Seminar | March 2 | 2-3 p.m. | 60 Evans Hall
Prof. Kathryn Moler, Stanford University, Physics & Applied Physics
Emergent phenomena in quantum systems often exhibit magnetic signatures. In this talk, I will describe how to use the current in a ring to access fundamental and topological properties of quantum states of charge-carrying particles.
Applying a magnetic flux through a ring creates a phase gradient, in response to which a current flows, creating magnetic fields that we measure with a scanning SQUID microscope. I will take you on a tour of currents and phases in common and exotic quantum materials. Gold rings are normal metals with finite resistance down to the lowest measured temperatures. Remarkably, they nevertheless carry currents that flow forever (called persistent currents), whose sign and magnitude are a test of quantum theories of disordered metals. Aluminum rings superconduct at low temperatures, and are an ideal model system to study superconducting fluctuations.

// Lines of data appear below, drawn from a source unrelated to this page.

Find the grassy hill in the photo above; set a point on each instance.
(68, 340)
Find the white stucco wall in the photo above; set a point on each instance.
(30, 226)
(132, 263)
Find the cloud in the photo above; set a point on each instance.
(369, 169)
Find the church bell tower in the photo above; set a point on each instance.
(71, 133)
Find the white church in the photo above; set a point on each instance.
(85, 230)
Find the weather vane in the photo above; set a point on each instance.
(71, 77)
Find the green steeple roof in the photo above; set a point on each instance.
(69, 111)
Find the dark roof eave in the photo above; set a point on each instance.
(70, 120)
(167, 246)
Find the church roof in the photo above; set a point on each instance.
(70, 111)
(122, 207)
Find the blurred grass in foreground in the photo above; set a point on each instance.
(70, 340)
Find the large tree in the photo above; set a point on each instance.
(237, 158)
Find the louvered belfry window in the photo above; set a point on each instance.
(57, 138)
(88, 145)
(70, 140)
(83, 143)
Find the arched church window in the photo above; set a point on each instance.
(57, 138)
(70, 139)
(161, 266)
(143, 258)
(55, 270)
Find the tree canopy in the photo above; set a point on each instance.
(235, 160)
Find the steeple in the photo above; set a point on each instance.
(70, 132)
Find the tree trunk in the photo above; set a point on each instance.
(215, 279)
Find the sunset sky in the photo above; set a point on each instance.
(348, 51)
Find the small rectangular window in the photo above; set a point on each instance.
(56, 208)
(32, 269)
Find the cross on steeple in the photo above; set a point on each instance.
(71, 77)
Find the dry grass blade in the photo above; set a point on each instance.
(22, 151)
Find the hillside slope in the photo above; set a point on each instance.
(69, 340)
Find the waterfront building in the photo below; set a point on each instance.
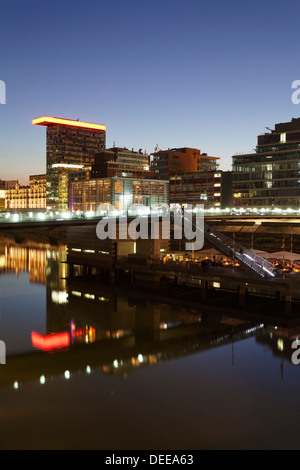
(120, 192)
(171, 162)
(71, 145)
(123, 162)
(212, 189)
(32, 196)
(37, 192)
(17, 197)
(270, 177)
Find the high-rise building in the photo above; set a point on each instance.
(270, 177)
(70, 145)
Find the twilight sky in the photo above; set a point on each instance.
(210, 75)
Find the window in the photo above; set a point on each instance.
(283, 138)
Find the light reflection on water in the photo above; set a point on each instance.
(90, 367)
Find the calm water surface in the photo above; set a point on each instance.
(89, 366)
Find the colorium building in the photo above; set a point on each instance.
(70, 145)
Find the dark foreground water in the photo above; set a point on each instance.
(90, 366)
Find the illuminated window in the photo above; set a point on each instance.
(283, 138)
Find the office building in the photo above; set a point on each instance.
(118, 161)
(119, 192)
(171, 162)
(71, 145)
(270, 177)
(37, 192)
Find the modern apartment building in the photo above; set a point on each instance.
(119, 192)
(32, 196)
(118, 161)
(212, 189)
(171, 162)
(37, 192)
(270, 177)
(71, 145)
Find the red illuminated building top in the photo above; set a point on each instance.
(51, 121)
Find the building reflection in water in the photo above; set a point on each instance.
(124, 331)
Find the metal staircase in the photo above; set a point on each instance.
(247, 258)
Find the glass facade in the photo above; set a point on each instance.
(270, 177)
(119, 192)
(68, 148)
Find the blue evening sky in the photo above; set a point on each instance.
(205, 74)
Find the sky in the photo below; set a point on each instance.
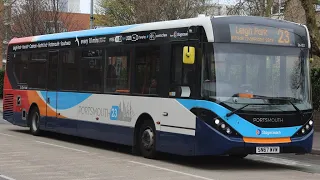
(85, 4)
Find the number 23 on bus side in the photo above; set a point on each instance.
(284, 36)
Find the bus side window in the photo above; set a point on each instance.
(182, 75)
(117, 71)
(91, 69)
(37, 65)
(147, 64)
(20, 66)
(69, 70)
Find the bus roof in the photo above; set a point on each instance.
(198, 21)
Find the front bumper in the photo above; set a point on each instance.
(211, 142)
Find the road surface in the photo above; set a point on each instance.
(54, 156)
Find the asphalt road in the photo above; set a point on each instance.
(55, 156)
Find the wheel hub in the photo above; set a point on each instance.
(147, 138)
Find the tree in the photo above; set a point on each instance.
(35, 17)
(123, 12)
(311, 22)
(253, 7)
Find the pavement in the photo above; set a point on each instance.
(316, 137)
(54, 156)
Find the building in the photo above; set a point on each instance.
(5, 30)
(70, 6)
(66, 22)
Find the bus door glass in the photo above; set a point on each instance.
(52, 82)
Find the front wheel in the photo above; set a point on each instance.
(147, 140)
(35, 122)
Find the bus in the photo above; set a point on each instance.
(225, 86)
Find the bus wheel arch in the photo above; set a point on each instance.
(34, 119)
(145, 127)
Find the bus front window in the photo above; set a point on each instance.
(259, 71)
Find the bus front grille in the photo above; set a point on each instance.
(8, 106)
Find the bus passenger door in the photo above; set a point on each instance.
(51, 94)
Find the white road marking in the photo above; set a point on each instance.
(170, 170)
(64, 147)
(6, 177)
(284, 161)
(7, 135)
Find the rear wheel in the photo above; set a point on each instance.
(35, 121)
(147, 140)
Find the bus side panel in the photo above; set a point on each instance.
(15, 103)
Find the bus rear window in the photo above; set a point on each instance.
(20, 67)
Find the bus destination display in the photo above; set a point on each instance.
(261, 35)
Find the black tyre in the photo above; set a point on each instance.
(147, 140)
(34, 119)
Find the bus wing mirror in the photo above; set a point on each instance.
(188, 55)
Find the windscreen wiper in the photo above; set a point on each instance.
(283, 99)
(236, 110)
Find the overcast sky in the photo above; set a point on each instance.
(85, 4)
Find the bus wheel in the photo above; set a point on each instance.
(34, 121)
(147, 140)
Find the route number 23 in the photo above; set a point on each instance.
(114, 113)
(284, 36)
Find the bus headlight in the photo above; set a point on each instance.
(220, 125)
(311, 122)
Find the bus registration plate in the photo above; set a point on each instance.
(270, 150)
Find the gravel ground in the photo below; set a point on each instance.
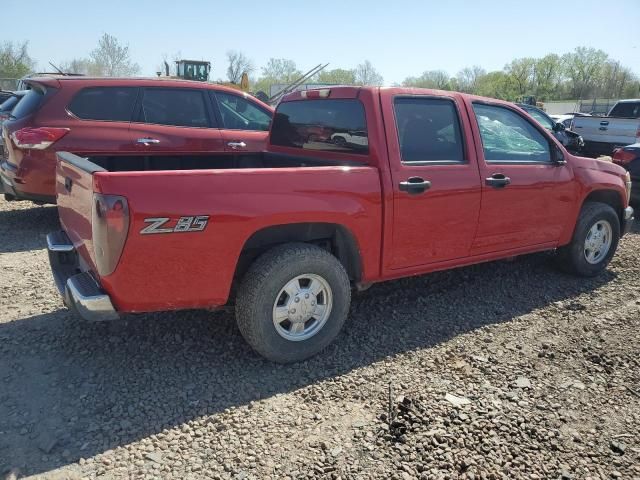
(499, 371)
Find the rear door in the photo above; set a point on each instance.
(527, 197)
(104, 115)
(244, 124)
(436, 185)
(175, 121)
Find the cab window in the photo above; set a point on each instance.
(239, 113)
(508, 137)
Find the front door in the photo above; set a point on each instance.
(527, 196)
(436, 186)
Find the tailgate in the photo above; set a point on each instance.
(74, 191)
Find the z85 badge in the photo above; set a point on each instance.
(182, 224)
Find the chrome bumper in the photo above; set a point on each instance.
(80, 290)
(627, 220)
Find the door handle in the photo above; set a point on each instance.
(237, 145)
(497, 180)
(148, 141)
(415, 185)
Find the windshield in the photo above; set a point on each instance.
(330, 125)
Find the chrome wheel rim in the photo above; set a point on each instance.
(598, 242)
(302, 307)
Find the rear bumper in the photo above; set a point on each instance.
(80, 290)
(627, 220)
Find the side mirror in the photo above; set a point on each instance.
(558, 156)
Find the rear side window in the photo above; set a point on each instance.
(508, 137)
(29, 103)
(178, 107)
(328, 125)
(428, 130)
(239, 113)
(104, 103)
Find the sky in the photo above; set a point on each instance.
(401, 38)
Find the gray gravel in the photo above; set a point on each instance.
(499, 371)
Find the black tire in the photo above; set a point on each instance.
(262, 284)
(572, 256)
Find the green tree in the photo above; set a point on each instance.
(111, 59)
(238, 64)
(337, 76)
(548, 74)
(15, 61)
(438, 79)
(497, 84)
(366, 74)
(521, 73)
(584, 68)
(468, 79)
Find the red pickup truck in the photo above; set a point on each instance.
(433, 180)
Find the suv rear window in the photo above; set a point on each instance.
(9, 103)
(104, 103)
(328, 125)
(29, 103)
(626, 109)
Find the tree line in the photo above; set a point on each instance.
(580, 74)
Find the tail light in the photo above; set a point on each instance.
(623, 157)
(109, 227)
(37, 138)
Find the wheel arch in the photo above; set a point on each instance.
(608, 196)
(336, 238)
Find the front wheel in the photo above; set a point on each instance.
(594, 241)
(293, 302)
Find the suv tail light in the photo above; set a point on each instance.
(37, 138)
(623, 157)
(109, 228)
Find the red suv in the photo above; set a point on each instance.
(165, 118)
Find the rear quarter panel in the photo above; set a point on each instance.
(593, 175)
(195, 269)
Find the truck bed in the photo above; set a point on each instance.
(238, 196)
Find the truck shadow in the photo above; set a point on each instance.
(74, 390)
(24, 229)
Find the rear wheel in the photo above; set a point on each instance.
(594, 241)
(293, 302)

The strong agreement of theory and experiment in conventional metals and superconductors sets the stage to study superconducting rings interrupted by a single Josephson junction. This geometry allows us to measure a fundamental and informative property of the junction, called the current-phase relation. In junctions made of topological materials, the current could theoretically be 4pi-periodic rather than 2pi-periodic as a function of the phase winding in the ring. I will report on progress towards this smoking-gun signature for Majorana modes.